Produce-associated outbreaks were first reported in 1991 and have remained a prominent food vehicle (Figure 4), accounting for 38 (21%) of 183 foodborne outbreaks and 34% of 5,269 foodborne outbreak-related cases. Produce outbreaks peaked in summer and fall; 74% occurred from July to October. Thirteen (34%) produce outbreaks were from lettuce, 7 (18%) apple cider or apple juice, 6 (16%) salad, 4 (11%) coleslaw, 4 (11%) melons, 3 (8%) sprouts, and 1 (3%) grapes. Produce outbreaks most commonly occurred in restaurants (15 [39%]), and 7 (47%) of these were reported to be due to cross-contamination during food preparation. Twenty (53%) produce outbreaks did not involve kitchen-level cross-contamination, including the 7 apple cider or apple juice outbreaks, 7 of 10 lettuce outbreaks, 3 of 4 coleslaw outbreaks, and the 3 alfalfa or clover sprout outbreaks. None were reported to be due to imported produce. The median number of cases in produce outbreaks was significantly larger than that of ground beef outbreaks, 20 vs. 8, (p < 0.001).

Other Beef

Types of beef other than ground beef were implicated in 11 outbreaks. Five outbreaks were due to roast beef, 2 to steak, 1 to sirloin tips, and 1 to salami. The other 2 outbreaks included on identified only as “beef” and one as “raw roast beef.”

Dairy Products

Seven outbreaks were due to dairy products, including 4 from consuming raw milk. The others were due to cheese curds made from raw milk, from butter made from raw milk, and from commercial ice cream bars (possibly due to cross-contamination).

Person-to-Person Outbreaks

Fifty outbreaks were due to spread from fecal matter of an ill person to the mouths of others. Outbreak settings included 40 (80%) child daycare centers; 5 (10%) individual residences; 3 (6%) communities, 1 (2%) school, and 1 (2%) residential facility. Outbreak size ranged from 2 to 63 cases (median 7). Person-to-person outbreaks peaked during summer; 70% occurred from June to August.

Waterborne Outbreaks

Thirty-one outbreaks were waterborne: 21 from recreational water and 10 from drinking water. Recreational water outbreaks were first reported in 1991; 14 (67%) occurred in lakes or ponds, and 7 (33%) in swimming pools. Size ranged from 2 to 45 cases (median 8 cases). Outbreaks occurred from June to September.
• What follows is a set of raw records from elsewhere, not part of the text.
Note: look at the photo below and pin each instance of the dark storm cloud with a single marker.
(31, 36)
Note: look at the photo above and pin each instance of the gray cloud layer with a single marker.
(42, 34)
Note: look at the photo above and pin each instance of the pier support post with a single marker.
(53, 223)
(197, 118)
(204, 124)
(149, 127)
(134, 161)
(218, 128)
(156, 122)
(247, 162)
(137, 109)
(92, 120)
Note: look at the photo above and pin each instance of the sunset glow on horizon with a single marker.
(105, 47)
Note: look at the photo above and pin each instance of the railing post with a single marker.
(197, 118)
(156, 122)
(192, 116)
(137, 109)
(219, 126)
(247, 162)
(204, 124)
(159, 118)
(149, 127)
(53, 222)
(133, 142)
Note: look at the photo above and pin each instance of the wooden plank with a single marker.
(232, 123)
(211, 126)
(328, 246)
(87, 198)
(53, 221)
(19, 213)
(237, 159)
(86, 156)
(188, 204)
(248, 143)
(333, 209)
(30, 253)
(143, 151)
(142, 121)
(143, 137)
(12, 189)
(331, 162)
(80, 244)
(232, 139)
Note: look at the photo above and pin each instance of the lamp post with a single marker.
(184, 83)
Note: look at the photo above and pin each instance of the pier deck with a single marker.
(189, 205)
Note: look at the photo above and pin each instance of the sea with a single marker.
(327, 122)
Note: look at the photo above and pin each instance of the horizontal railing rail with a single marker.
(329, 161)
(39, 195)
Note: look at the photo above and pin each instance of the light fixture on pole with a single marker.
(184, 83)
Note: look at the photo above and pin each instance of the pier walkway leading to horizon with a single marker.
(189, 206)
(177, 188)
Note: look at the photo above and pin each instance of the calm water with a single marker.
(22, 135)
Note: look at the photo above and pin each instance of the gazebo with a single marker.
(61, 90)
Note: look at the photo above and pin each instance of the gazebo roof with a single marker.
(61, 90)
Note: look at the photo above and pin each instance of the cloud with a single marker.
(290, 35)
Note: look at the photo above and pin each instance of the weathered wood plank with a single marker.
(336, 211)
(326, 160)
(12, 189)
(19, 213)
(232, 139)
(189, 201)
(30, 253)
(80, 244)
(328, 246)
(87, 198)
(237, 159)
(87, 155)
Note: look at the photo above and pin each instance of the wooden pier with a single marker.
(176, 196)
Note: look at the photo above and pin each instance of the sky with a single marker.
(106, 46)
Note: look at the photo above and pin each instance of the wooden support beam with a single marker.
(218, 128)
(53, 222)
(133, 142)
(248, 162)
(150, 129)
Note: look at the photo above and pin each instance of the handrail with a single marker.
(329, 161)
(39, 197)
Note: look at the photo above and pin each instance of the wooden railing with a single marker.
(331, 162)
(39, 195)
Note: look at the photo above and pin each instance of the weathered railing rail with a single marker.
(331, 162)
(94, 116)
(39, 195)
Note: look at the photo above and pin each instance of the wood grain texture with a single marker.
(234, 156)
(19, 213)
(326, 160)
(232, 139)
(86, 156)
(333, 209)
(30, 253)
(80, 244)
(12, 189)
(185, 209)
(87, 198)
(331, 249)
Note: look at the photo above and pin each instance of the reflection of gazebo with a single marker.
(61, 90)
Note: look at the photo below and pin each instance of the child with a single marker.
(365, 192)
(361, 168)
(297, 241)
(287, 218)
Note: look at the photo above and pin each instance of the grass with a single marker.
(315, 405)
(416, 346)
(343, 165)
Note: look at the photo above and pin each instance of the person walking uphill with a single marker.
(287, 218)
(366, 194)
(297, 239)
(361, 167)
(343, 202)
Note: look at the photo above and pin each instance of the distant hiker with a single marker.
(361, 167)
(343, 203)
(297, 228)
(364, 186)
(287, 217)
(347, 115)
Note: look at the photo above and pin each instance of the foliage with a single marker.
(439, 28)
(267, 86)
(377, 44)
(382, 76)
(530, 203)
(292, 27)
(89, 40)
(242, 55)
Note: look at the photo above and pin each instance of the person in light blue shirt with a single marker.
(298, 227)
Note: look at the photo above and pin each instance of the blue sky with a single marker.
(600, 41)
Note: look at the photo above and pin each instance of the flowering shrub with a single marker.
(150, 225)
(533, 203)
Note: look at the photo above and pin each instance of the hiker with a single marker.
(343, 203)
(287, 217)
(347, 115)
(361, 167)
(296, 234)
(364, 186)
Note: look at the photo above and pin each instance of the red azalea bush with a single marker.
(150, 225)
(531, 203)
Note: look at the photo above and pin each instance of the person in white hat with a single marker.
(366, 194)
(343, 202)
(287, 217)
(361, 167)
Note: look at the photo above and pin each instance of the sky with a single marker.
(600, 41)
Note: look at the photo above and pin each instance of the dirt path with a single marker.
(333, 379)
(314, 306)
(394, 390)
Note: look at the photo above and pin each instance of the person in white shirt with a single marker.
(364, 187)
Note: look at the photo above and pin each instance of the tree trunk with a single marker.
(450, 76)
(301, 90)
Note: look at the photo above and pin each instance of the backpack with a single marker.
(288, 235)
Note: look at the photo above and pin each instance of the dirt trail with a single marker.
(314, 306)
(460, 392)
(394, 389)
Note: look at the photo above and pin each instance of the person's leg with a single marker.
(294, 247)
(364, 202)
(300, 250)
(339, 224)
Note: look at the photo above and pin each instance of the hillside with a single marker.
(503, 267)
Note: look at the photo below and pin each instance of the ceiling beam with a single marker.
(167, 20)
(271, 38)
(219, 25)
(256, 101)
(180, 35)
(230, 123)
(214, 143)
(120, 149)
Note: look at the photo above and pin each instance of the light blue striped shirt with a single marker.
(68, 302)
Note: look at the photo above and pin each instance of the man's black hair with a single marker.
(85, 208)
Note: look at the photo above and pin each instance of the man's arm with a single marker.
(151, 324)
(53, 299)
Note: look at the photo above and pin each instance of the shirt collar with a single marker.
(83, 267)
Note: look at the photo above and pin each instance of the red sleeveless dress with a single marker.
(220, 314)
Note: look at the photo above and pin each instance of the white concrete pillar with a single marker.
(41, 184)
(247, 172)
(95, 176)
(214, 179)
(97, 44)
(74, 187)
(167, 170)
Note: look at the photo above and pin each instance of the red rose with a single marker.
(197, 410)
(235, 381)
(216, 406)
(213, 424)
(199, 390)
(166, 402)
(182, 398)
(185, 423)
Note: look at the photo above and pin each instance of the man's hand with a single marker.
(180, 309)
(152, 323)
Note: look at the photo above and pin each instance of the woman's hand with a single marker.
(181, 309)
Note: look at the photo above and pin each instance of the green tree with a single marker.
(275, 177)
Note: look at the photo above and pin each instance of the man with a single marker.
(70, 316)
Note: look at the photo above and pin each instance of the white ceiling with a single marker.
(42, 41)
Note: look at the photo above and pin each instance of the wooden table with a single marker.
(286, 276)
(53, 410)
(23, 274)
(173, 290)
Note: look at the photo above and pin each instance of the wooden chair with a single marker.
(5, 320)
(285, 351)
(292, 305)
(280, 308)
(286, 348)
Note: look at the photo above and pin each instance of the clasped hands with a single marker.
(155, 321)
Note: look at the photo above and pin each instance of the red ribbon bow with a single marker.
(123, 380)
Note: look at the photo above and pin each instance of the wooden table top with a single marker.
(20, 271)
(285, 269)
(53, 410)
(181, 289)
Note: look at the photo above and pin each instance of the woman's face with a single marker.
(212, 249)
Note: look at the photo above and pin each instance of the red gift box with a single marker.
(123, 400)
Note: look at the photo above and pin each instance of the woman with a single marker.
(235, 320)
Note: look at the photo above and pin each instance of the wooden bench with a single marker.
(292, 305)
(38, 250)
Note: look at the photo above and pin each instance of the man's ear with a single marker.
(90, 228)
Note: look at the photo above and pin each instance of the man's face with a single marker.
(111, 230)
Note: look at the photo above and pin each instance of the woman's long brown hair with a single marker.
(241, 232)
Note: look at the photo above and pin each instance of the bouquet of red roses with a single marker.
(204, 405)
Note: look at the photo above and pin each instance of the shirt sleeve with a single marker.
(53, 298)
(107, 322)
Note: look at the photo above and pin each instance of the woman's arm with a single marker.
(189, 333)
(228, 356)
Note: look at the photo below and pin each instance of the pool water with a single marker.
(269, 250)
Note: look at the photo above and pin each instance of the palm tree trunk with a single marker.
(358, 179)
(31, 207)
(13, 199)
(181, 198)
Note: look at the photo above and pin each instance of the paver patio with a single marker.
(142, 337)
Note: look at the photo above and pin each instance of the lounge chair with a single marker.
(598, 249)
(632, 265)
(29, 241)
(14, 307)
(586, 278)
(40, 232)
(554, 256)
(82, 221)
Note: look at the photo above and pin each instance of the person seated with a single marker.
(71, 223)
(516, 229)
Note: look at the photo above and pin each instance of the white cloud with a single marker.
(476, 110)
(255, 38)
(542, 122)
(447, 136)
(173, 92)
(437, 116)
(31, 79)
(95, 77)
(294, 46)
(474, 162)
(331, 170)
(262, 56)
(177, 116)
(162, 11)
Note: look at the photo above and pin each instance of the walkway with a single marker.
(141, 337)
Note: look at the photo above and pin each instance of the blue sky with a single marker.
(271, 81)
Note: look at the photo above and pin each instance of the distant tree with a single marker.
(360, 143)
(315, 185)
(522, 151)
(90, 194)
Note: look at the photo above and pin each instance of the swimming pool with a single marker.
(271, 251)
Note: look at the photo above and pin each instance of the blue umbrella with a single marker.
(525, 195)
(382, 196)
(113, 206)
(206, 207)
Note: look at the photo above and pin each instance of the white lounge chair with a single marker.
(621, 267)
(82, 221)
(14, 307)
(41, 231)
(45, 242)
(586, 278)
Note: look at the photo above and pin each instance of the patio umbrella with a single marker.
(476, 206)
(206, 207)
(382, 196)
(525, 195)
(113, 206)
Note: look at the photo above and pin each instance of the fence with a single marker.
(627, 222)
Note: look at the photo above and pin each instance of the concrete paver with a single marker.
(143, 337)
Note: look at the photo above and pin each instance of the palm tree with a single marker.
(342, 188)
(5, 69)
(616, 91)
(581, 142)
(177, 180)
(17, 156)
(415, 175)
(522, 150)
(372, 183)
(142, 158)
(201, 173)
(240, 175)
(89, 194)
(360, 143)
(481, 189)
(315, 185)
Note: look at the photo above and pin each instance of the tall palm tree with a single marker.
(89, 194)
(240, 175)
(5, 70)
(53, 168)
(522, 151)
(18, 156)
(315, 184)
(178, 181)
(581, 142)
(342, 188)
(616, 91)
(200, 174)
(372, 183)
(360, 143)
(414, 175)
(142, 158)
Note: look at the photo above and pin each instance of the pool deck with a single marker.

Drinking water outbreaks tended to be much larger than all other outbreaks, with a median size of 26 vs. 8 cases, (p = 0.08) and occurred from May to December. Drinking water outbreaks accounted for 3% of all outbreaks, but 15% of all outbreak-related cases. Four of the outbreaks were attributed to local well water systems, 3 involved municipal water supply systems, and 1 each was due to spring water, residential faucet water, and ice thought to be cross-contaminated. Two of the 3 municipal water suppliers did not use chlorination, and the other had a malfunctioning chlorinator.

Animal Contact Outbreaks

First reported in the United States in 1996, outbreaks due to animal contact are 1 of the newest recognized transmission routes. Direct or indirect cow or calf exposure was noted in all 11 outbreaks: 5 on farms, 2 at county fairs, 2 at petting zoos, 1 at a barn dance, and 1 at a camp. Nine of the outbreaks occurred from July to November. Outbreak size ranged from 2 to 111 cases and accounted for 4% of the 8,598 outbreak-related cases.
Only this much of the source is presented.